CALIFORNIA: Anew brain implant is helping survivors of traumatic injuries lead more normal lives.

In a new study, published Monday in Nature Medicine led by researchers from Stanford University, a procedure called deep brain stimulation was shown to restore cognitive function after patients suffered a traumatic brain injury.

Many survivors of moderate to severe traumatic brain injuries suffer lasting aftershocks, like a less robust ability to focus on tasks, resist fatigue, organize, and process information.

Estimates put the number of people experiencing these effects at around five million—with few treatment options.

However, if these patients were able to recover some brain function after their injury, this indicates that the brain may be receptive to healing even more.

To do this, Stanford-led researchers devised an implant that uses electricity to activate areas of the brain that an injury has prevented from activating on their own.

It is surgically placed deep in the brain, and then calibrated to emit the electricity needed to stimulate the affected areas.

The research could have a potentially life changing impact on the 5 million people in the United States who are experiencing issues after a traumatic brain injury, who currently have no recourse for treatment.

In 2001, Gina Arata was finishing college when a car accident resulted in a traumatic brain injury. While she survived, the lasting effects impeded her ability to live a normal life.

“I couldn’t remember anything,” said Arata in a press release. “My left foot dropped, so I’d trip over things all the time.

I was always in car accidents. And I had no filter — I’d get pissed off really easily.”

She got one of the brain implants in early 2018. When the implant was turned on, she was able to name fruits and vegetables one might find in the produce aisle, but when the implant was turned off, she couldn’t name any.

After the implant, her life has changed considerably.

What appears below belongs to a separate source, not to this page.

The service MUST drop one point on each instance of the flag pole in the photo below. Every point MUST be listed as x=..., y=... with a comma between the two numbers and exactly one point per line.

“Since the implant I haven’t had any speeding tickets,” Arata continued. “I don’t trip anymore. I can remember how much money is in my bank account.

I wasn’t able to read, but after the implant I bought a book, Where the Crawdads Sing, and loved it and remembered it. And I don’t have that quick temper.”

According to the authors, this is the first treatment of its kind that holds the potential to treat these life-altering injuries.